Она была одета в легкий пеньюар, струящийся по ее телу словно вторая кожа, длинные волосы свободно струились по плечам, блестящие от здоровья и качественного ухода. Не было ни разбитой губы, ни царапин; Корделия улыбается, глядя на свое отражение, и еще какое-то время вертится перед зеркалом, пока наконец на начинает вспоминать события предыдущего вечера. Была записка, было желание. Да, то определенно было желание, только вот чье и с какой целью? Однако слишком все было замечательно и красиво вокруг девушки в этой богато обставленной комнате, слишком походило на ее золотые мечты, чтобы она переживала насчет того, что более не является Истребительницей каких-то там упырей с кладбища. Ведь в том был смысл желания, не так ли? А значит кому-то она явно была обязана сказать большое спасибо.
В комнату заходят, без стука или какого-либо иного предупреждения, и перед девушкой предстает молоденькая горничная, боязливо опустившая взор перед Корделией, и скромно спрашивает, не нуждается ли хозяйка в чем-то перед отъездом.
— Каким отъездом?
— Господин ждет Вас внизу, велел напомнить про банкет…
— Банкет? — Удивленно спрашивает Корделия, распахнув полные алчного до новых, приятных ощущений глаза. — У кого? С кем? А кто приглашает?
Горничная тушуется, явно не готовая к таким расспросам, но тут Корделия замечает то, что завладевает ее вниманием на какое-то время больше, нежели собственный интерес. На руках у прислуги красовались свежие синяки, мелкими кровоподтеками расходящиеся от предплечья и до запястья, а бледное лицо казалось совершенно обескровленным, будто из девушки выпили всю кровь до последней капли.
От этой мысли Корделия ежится. Нет, никаких вампиров. В этом солнечном и приятном месте не может быть никаких вампиров. А синякам можно найти сотни объяснений, не связанных с чем-то плохим.
— Хорошо, я скоро буду. Только…
«Только я не понимаю, с кем именно мне нужно ехать на банкет и зачем», — думает про себя красавица, совершенно не понимая ситуации. Ее жизнь изменилась, пошла по другому руслу, но разве не должно быть рядом матери и отца, каких-то привычных ей вещей, хотя бы как-то связанных с прежней жизнью? Или, быть может, ее отбросило на несколько лет вперед, и она уже окончила школу, стала богата и знаменита…

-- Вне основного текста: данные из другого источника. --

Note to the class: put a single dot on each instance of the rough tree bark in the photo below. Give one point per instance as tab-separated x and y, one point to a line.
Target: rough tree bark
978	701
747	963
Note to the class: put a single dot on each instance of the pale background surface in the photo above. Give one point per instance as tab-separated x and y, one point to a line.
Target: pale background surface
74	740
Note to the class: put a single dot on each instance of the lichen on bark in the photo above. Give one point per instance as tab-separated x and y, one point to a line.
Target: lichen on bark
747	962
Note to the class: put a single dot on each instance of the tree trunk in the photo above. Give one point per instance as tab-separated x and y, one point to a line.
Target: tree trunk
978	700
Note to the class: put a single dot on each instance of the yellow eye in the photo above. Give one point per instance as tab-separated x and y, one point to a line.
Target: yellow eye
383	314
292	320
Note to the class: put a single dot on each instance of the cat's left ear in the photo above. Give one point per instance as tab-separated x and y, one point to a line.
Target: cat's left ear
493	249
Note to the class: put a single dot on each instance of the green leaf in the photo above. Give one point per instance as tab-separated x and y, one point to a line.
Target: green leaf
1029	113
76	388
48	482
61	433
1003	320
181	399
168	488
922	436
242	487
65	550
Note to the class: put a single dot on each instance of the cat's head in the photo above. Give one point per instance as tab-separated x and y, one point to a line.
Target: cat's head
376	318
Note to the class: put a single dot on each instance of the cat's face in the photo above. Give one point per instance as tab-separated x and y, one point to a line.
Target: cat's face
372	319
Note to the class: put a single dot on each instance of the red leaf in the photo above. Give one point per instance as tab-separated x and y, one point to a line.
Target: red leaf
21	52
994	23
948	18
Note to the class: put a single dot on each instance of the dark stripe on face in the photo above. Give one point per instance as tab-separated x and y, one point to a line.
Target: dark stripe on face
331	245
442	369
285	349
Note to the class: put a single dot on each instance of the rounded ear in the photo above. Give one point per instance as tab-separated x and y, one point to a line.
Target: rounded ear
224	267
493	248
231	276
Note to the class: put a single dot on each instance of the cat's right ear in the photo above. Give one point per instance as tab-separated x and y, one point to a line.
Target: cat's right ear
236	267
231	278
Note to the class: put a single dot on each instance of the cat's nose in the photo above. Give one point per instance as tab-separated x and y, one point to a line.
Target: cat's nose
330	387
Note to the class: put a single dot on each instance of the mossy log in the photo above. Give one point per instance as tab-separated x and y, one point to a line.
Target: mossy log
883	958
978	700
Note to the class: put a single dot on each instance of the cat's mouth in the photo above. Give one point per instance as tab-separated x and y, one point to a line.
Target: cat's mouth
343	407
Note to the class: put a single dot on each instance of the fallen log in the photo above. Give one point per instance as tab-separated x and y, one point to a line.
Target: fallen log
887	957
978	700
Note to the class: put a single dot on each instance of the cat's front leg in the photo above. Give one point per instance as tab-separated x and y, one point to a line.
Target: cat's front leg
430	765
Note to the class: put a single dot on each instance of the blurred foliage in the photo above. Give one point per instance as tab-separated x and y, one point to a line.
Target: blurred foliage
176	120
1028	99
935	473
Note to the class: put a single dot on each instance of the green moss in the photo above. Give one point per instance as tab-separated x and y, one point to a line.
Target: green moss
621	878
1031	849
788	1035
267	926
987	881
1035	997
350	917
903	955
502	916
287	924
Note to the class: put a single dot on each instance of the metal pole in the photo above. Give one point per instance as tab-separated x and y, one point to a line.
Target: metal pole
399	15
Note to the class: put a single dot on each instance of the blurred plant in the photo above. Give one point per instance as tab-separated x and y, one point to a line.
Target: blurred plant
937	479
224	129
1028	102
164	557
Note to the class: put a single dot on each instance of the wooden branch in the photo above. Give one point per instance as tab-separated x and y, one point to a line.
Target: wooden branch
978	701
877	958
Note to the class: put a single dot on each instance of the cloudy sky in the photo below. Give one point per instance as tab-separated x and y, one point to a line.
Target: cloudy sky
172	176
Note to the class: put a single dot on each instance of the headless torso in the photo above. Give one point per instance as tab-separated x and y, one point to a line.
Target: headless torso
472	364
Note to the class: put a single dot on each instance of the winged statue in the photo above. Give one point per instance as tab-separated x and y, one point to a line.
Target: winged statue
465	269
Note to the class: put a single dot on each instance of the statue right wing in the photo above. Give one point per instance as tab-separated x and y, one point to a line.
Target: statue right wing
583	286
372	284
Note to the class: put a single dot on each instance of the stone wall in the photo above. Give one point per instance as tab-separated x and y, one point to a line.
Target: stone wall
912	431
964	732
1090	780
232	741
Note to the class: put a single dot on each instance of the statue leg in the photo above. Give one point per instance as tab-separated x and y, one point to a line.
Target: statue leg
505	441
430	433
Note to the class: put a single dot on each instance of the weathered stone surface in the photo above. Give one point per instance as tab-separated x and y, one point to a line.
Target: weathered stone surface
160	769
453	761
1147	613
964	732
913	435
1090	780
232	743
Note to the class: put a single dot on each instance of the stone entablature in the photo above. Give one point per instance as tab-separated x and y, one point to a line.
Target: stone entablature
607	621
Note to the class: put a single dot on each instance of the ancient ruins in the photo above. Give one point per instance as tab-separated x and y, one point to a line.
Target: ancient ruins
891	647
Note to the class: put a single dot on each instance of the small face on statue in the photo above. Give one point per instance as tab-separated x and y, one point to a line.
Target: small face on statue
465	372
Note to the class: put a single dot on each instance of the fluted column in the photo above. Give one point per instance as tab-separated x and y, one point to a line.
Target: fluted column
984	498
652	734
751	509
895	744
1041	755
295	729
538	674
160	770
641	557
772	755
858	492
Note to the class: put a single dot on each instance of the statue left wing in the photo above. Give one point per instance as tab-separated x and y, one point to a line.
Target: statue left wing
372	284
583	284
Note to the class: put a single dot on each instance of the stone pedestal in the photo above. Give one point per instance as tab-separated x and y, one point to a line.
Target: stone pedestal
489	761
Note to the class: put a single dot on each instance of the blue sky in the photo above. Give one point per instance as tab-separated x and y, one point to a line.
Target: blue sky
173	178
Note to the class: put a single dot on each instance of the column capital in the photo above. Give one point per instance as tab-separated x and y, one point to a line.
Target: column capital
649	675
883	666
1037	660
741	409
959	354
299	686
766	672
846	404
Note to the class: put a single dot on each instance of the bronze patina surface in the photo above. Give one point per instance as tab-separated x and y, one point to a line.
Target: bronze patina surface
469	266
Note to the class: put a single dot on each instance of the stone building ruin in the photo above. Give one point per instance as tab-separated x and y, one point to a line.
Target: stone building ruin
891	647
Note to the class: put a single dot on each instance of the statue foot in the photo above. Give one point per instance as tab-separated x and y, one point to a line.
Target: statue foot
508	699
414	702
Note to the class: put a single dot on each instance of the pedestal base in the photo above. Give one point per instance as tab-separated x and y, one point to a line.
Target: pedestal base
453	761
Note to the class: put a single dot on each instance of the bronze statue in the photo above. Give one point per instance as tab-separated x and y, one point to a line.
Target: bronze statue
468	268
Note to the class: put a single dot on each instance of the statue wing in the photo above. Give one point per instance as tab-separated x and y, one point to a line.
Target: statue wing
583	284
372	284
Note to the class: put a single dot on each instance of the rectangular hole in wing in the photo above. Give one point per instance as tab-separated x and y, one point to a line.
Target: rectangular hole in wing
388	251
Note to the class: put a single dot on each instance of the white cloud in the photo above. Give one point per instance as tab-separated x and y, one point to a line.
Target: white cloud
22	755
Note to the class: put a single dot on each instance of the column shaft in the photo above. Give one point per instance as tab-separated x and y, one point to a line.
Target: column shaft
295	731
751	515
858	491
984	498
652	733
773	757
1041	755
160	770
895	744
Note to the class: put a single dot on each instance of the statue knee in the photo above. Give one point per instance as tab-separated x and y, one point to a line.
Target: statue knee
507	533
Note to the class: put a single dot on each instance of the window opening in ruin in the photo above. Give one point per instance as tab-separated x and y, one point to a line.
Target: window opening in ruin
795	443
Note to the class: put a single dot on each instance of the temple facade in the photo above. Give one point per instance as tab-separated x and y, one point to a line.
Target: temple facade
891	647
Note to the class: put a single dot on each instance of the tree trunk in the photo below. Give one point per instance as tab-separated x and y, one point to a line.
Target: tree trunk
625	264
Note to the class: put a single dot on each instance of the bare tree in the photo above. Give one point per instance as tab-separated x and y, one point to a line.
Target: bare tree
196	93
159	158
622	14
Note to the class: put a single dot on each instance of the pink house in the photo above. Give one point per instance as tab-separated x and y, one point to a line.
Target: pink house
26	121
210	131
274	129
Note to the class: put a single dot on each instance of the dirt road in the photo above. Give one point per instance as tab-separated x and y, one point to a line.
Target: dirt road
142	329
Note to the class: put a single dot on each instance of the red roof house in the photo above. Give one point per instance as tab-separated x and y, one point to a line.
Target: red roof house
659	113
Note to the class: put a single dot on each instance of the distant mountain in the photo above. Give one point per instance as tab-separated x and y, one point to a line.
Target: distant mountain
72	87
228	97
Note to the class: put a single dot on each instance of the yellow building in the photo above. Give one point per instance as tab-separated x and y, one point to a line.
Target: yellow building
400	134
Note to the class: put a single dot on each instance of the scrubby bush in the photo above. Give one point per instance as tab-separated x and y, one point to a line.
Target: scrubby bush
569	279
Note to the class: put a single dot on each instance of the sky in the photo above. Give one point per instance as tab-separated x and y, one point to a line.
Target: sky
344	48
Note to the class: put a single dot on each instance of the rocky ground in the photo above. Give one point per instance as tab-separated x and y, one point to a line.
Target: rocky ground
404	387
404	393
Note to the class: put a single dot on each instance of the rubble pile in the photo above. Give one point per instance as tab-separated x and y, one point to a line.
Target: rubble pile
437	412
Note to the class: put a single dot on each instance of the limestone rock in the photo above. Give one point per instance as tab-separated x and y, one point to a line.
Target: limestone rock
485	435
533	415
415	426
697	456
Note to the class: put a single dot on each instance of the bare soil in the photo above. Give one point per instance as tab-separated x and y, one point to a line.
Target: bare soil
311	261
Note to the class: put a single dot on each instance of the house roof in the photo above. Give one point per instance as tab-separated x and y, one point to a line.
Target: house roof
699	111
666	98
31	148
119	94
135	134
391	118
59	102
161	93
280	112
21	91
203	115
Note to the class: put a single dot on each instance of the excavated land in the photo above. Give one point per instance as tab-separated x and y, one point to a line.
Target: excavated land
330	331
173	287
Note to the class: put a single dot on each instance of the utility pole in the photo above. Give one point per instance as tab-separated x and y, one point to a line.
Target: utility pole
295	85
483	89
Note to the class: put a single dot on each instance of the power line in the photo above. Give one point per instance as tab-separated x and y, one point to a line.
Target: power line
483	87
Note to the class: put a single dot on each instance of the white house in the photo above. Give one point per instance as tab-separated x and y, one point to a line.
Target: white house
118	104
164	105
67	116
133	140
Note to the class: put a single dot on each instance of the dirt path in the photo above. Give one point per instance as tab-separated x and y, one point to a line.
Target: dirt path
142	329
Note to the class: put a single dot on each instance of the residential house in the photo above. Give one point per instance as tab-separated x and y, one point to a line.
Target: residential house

— Не важно. Ступай. Я сейчас спущусь.
Когда прислуга ушла, Корделия начинает собираться, постепенно замечая в себе новые перемены. Точнее, перемены были старые, словно откат назад, ибо более в ее теле не было той силы, с которой можно попробовать свернуть горы. Она вновь стала прежней.
— Отлично. — Улыбаясь, говорит сама себе девушка. — Никаких упырей, никаких жутких тренировок, никаких осиновых кольев!
Она спускается вниз, еще больше поражаясь убранству дома, но внизу застает весьма любопытную картину. В большой гостинной, обставленной с лоском и явным вкусом, стояло еще несколько красавиц, одетых в изящные вечерние платья. Корделия смотрит на их лица, но не узнает ни одной.
— Так, все в сборе? Теперь запоминаем: говорим тогда, когда спросили, отвечаем вежливо, никаких шуточек и своеволия. Вы должны понравиться, это самое главное. Какое наказание последует за сучьи выходки — сами знаете.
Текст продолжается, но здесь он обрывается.